Kıymetli milletvekilleri, yanlış politikalara İstanbul'dan bir örnek vermek istiyorum. Silivri'de yaşanan 5,8'lik depremin ardından 29 okul ve İstanbul Üniversitesi Cerrahpaşaya bağlı fakültelerin boşaltılması kararı alınmıştı. Biraz araştırdığımızda bu kamu binalarının deprem performans analizlerinin zamanında yapılmadığı ortaya çıkmıştır. Peki, neden yapılmamıştı? Zaten yapılsaydı bu binalar deprem olmadan çok önce boşaltılır ya da yıkılırdı ama maalesef insan hayatını tehdit eden bu ihmaller sürekli yapılmıştır. AK PARTİ iktidarları döneminde "imar eşittir rant, rant eşittir kâr" mantığıyla yandaş müteahhitlere bir sürü iş verilmiş, çoğu denetimsiz olarak ve deprem yönetmeliğine uygun olmadan maalesef tamamlanmıştır. İmar aflarıyla, imar barışlarıyla pek çok uygunsuz bina yıkılmaktan şimdilik kurtulmuştur. Peki, yarın yaşanacak bir deprem bunları yıkarsa ne olacaktır? Belediyenin yıkmadığı, imara uygun olmayan yapıları deprem yıkar, deprem ise maalesef can alarak yıkar.
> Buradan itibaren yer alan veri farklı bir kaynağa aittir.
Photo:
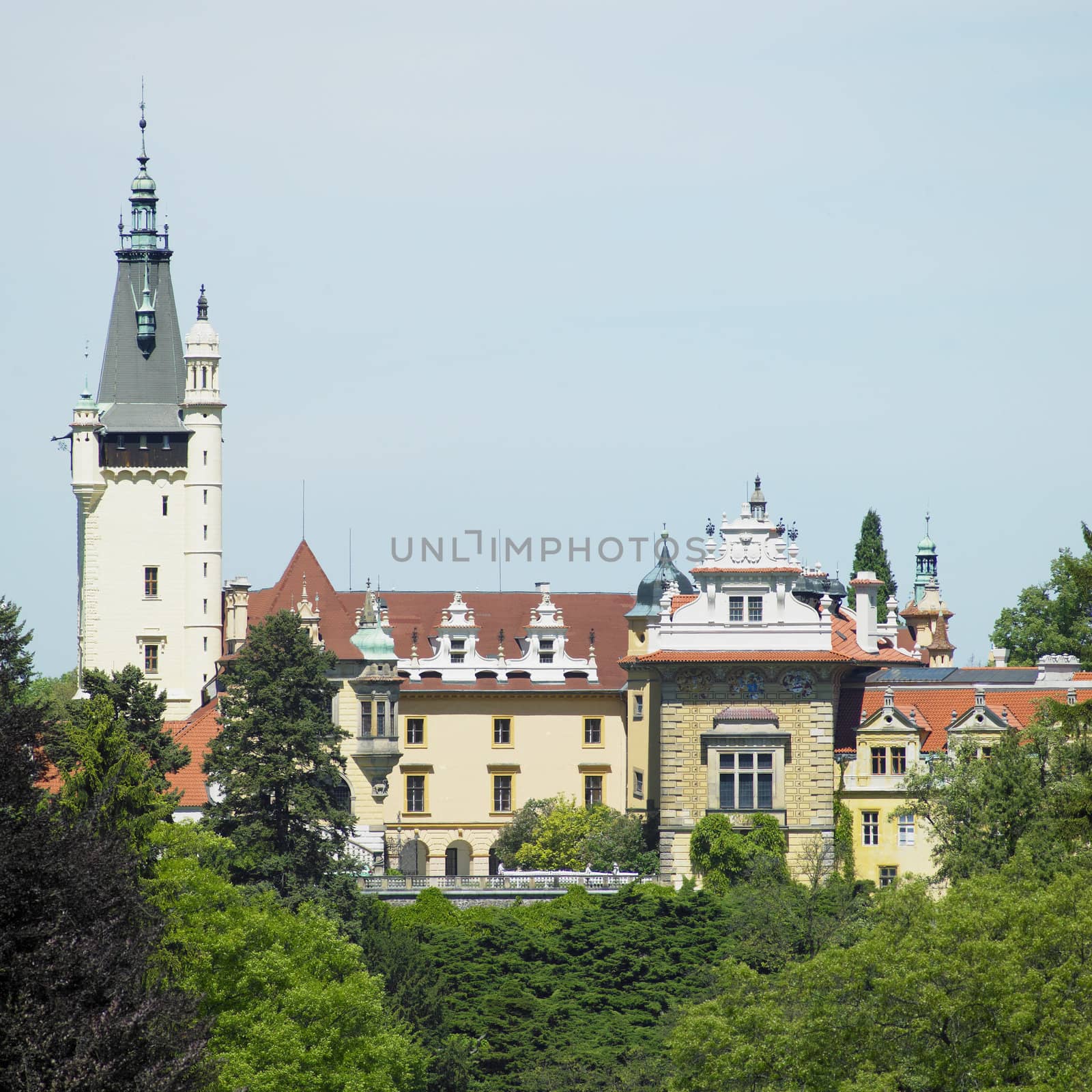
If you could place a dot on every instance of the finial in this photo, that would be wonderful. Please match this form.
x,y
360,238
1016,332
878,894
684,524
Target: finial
x,y
143,125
Burada siyasi parti farkı gözetmeden kurumlara ve belediyelere seslenmek istiyorum: Deprem yönetmeliklerine uygun olmadan yapılmış binalara ruhsat vermeyiniz. Bu gibi binaları yıkmaktan çekinmeyiniz. Deprem performans analizlerini aksatmayınız. Eğer bunları yapmazsanız sadece görevi kötüye kullanmış olmazsınız, açıkça bir cinayetin faili olursunuz. Allah katında da vicdanen büyük bir sorumluluğun altına girmiş olursunuz. Aynı şekilde, müteahhitler de bir binanın yapımının sadece kâr odaklı olmadığını, hem insan hayatını hem de medeniyetimizi etkileyen bir mesele olduğunu idrak etmelidirler. Unutmasınlar ki kentlere ruhunu kazandıran yapılar insana önem veren projelerle başlar.
Değerli milletvekilleri, imar yasaları sonuçları itibarıyla onlarca ve hatta yüzlerce yıl mevcudiyetini koruyacak yapıları ortaya çıkarmaktadır. Bu bağlamda, sürekli değişikliklere, sürekli tadilatlara uğraması doğru değildir. Plan bir bütündür, şehir ise bu plan bağlamında bir medeniyet ortaya çıkarmaktadır. Onun için, yamalı bohça gibi sürekli değişen bir imar kanunu memlekete hiç bir fayda getirmeyecektir. Görüştüğümüz teklif de bohçaya yeni bir yama yapmaktan öteye gitmeyecek ve hatta yeni söküklerin oluşmasına yol açacaktır.
Teklifin 2 ve 18'inci maddelerinde belediyelerin bazı yetkilerinin TOKİ'ye devri vardır. Gecekondu Kanunu'ndaki yetkiler de TOKİ'ye devredilmektedir. Mülga Bayındırlık ve İskân Bakanlığına ait olan ve belediyelere devredilmiş olan arazilerin TOKİ'ye devri son derece yanlış bir uygulamadır. Danıştay kararlarında "Belediyelere verilmiş haklar kanuni bir düzenlemeyle belediyelerden geri alınmaz." denilmektedir.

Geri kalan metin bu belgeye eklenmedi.